A democracia pode ser entendida apenas como um regime político cujos procedimentos formais permitem a seleção periódica dos representantes, através do mecanismo eleitoral, desde que acompanhado de alguns requisitos, como a idoneidade do pleito, as liberdades de associação (não só partidária) e de expressão e o direito à informação.
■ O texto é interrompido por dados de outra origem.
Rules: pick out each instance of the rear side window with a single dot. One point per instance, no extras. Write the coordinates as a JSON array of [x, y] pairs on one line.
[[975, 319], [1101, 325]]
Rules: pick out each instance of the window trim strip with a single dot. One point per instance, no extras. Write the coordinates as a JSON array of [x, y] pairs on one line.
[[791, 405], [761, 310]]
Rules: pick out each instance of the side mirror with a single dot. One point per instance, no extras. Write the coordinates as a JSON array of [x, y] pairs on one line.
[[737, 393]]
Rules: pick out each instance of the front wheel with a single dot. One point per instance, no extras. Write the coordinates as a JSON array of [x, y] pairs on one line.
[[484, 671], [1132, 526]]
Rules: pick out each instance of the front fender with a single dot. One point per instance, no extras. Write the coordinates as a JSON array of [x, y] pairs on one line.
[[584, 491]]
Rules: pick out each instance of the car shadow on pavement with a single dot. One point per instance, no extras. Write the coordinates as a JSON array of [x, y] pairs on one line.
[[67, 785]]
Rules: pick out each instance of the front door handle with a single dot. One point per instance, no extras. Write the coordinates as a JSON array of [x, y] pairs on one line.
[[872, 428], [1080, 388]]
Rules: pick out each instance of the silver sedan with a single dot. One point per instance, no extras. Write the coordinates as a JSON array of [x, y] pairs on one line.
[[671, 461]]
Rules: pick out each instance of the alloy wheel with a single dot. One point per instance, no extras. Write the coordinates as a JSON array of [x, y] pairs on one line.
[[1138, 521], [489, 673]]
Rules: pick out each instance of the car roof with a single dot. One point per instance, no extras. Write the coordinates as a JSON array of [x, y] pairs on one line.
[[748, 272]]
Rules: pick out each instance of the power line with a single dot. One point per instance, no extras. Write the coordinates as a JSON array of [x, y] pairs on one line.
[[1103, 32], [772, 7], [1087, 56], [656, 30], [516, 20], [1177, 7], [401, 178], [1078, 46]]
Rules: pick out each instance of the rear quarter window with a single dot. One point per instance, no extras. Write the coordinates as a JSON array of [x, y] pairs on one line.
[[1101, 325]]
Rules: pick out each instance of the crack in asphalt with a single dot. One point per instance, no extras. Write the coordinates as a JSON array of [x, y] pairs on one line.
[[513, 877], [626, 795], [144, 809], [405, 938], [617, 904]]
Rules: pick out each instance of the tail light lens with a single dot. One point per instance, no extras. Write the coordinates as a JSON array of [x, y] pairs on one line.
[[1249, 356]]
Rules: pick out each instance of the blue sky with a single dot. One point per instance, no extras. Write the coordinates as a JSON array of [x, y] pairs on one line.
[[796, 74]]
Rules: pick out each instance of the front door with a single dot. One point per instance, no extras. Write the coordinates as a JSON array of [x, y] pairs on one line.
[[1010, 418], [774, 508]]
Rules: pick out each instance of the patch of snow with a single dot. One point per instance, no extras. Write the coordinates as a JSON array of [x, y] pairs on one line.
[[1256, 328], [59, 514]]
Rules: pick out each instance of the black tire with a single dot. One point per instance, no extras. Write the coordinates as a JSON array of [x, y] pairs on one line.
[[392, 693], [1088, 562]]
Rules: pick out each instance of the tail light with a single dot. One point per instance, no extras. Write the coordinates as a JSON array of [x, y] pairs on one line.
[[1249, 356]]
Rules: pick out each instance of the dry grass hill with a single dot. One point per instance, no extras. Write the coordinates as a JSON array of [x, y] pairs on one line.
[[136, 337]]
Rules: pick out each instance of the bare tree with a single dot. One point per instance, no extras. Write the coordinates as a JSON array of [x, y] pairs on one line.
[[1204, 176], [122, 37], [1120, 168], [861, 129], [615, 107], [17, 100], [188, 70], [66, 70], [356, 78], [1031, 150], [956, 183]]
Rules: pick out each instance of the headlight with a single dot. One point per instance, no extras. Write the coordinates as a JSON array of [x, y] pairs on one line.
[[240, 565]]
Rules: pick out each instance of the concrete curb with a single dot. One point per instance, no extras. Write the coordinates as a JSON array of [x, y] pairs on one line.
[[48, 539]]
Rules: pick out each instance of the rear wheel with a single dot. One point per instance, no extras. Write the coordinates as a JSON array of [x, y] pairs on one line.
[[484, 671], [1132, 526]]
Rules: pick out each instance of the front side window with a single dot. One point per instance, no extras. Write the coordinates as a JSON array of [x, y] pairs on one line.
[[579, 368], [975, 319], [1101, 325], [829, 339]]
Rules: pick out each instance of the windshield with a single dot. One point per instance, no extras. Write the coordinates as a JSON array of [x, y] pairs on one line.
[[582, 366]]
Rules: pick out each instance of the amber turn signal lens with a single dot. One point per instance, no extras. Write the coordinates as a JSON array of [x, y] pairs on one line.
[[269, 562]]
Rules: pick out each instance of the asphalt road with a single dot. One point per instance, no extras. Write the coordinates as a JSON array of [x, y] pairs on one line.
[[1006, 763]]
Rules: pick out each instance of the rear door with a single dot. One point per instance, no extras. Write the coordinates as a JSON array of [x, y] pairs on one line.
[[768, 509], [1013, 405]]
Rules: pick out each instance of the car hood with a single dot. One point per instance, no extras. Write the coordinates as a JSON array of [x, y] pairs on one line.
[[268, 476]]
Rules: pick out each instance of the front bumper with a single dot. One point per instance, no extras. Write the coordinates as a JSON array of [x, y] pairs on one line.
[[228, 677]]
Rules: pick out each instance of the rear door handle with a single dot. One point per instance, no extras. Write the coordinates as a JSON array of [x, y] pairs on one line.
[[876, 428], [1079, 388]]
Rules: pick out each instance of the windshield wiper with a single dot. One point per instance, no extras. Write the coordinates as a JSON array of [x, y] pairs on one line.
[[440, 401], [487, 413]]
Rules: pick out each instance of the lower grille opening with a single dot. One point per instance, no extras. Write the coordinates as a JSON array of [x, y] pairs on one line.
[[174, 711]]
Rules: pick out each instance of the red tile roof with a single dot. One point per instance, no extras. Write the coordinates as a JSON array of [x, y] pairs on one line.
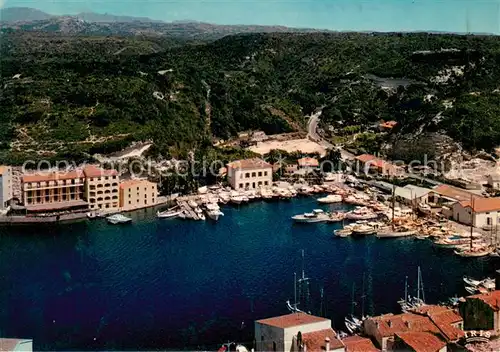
[[455, 193], [56, 206], [388, 325], [422, 341], [316, 341], [9, 344], [388, 124], [132, 183], [311, 162], [359, 344], [94, 171], [52, 176], [443, 318], [364, 158], [492, 299], [481, 205], [254, 163], [289, 320]]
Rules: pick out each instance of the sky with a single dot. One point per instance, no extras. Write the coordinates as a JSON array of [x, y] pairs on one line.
[[479, 16]]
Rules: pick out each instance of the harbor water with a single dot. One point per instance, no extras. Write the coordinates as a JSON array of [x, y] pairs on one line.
[[173, 284]]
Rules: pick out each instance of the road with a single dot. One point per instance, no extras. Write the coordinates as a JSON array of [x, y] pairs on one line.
[[312, 134]]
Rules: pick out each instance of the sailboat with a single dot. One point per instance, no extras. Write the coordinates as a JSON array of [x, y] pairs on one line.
[[303, 291], [352, 323], [413, 302]]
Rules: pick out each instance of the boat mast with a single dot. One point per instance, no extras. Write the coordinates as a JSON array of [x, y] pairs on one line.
[[406, 289], [421, 285], [352, 299], [393, 203], [471, 220], [418, 284], [363, 298], [295, 291]]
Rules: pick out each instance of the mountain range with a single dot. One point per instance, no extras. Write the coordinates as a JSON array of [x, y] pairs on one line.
[[89, 23]]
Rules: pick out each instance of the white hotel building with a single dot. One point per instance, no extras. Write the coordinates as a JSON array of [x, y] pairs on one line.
[[249, 174]]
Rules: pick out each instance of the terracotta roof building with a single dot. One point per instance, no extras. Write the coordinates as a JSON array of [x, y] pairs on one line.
[[359, 344], [481, 312], [101, 188], [322, 340], [454, 194], [370, 163], [53, 191], [440, 321], [296, 331], [135, 194], [419, 342], [480, 212], [308, 163], [11, 345], [6, 187], [249, 174]]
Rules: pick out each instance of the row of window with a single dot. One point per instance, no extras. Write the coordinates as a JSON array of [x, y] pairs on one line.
[[254, 174], [107, 185], [100, 199], [105, 178], [92, 194], [145, 202], [48, 199], [260, 183], [55, 192]]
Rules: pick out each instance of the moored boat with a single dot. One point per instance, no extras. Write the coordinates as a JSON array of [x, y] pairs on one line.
[[329, 199], [395, 232], [168, 214], [317, 215], [118, 219]]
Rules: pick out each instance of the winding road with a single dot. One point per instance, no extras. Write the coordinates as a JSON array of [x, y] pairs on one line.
[[312, 134]]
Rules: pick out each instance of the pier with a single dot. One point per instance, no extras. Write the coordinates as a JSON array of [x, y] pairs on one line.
[[190, 213]]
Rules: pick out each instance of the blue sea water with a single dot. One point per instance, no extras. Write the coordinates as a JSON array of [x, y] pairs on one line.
[[170, 284]]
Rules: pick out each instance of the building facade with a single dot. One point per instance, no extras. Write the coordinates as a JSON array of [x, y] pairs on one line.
[[102, 188], [5, 187], [292, 332], [481, 312], [16, 345], [494, 181], [52, 191], [481, 212], [249, 174], [136, 194]]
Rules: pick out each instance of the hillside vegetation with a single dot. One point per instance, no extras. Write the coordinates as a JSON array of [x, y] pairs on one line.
[[74, 95]]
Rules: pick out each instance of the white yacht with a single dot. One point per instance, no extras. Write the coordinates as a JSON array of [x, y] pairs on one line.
[[213, 211], [118, 219], [317, 215], [331, 198]]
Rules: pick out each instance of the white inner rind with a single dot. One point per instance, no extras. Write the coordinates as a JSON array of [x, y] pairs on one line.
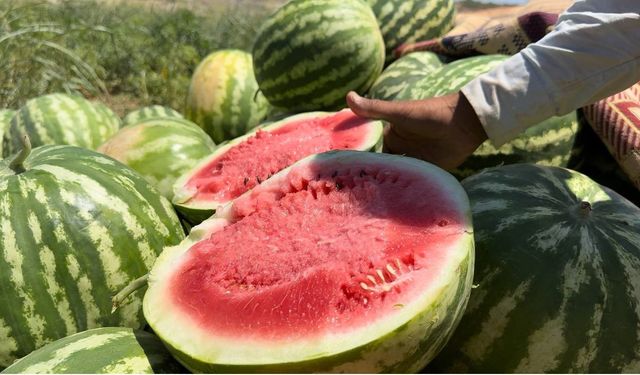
[[179, 331]]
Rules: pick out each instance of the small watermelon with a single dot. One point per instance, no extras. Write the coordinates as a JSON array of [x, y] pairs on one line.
[[345, 262], [557, 275], [160, 149], [402, 73], [59, 119], [100, 351], [224, 98], [310, 53], [409, 21], [245, 162], [150, 112], [77, 226]]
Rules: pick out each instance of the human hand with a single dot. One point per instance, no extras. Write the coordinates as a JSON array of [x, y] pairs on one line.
[[443, 130]]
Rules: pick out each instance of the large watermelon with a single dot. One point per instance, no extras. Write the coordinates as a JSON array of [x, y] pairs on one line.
[[557, 275], [5, 118], [160, 149], [100, 351], [311, 53], [247, 161], [224, 98], [409, 21], [345, 262], [57, 119], [547, 143], [76, 227], [148, 113], [402, 73]]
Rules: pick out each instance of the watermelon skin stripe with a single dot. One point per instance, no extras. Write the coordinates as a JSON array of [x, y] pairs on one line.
[[309, 54], [59, 119], [100, 351], [76, 228], [558, 291]]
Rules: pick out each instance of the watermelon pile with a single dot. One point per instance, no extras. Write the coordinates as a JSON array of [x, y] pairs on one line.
[[265, 231]]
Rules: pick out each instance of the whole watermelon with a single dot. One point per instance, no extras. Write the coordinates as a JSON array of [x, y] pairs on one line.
[[224, 98], [160, 149], [310, 53], [409, 21], [100, 351], [76, 227], [60, 119], [557, 276], [150, 112]]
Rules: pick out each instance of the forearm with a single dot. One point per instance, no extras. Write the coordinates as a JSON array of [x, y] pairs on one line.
[[593, 53]]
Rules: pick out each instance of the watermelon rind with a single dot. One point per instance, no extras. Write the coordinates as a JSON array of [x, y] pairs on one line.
[[557, 275], [197, 211], [100, 351], [77, 227], [310, 53], [404, 342]]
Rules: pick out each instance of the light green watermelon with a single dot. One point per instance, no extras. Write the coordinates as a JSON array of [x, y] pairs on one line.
[[76, 227], [402, 73], [310, 53], [160, 149], [5, 119], [547, 143], [557, 276], [224, 98], [150, 112], [106, 350], [409, 21], [58, 119], [331, 265]]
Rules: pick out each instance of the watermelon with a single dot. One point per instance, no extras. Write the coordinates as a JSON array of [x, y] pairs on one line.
[[5, 119], [547, 143], [409, 21], [310, 53], [402, 73], [76, 227], [345, 262], [60, 119], [224, 98], [150, 112], [247, 161], [557, 275], [160, 149], [100, 351]]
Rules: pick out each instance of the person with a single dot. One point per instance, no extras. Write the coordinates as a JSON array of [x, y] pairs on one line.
[[593, 52]]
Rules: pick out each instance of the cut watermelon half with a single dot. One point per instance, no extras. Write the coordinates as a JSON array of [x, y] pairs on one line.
[[344, 262], [246, 161]]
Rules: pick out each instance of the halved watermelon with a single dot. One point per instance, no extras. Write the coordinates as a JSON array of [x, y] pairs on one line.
[[344, 262], [246, 161]]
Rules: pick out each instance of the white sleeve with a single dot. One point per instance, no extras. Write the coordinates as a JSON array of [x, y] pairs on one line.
[[594, 52]]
Mas a democracia também pode ser vista em uma dimensão mais ampla que a de um regime institucional, para a qual importa haver uma sociedade democrática, estruturada em uma cultura política de suporte aos valores, às instituições e às práticas da democracia.
 
De 2015 para cá, com a emergência de uma nova direita, estimulada pela grande mídia e apoiada no conservadorismo liberal e, em certa medida, em valores autoritários; com o casuísmo de certas decisões e práticas institucionais, a começar pelas que resultaram no impedimento, mas também aquelas observadas nos abusos jurídicos da Operação Lava Jato, que têm sido referendados pelo TRF-4 com base no argumento de que “uma situação inédita, [merece] um tratamento excepcional”; com o aumento da repressão policial aos movimentos sociais, inclusive, por exemplo, no âmbito das instituições de ensino, como se estivéssemos na velha ditadura militar; enfim, essa involução no conteúdo das ações de atores com recursos de poder no Estado e na sociedade aponta para uma reversão do teor de democracia nas instituições e na cultura política.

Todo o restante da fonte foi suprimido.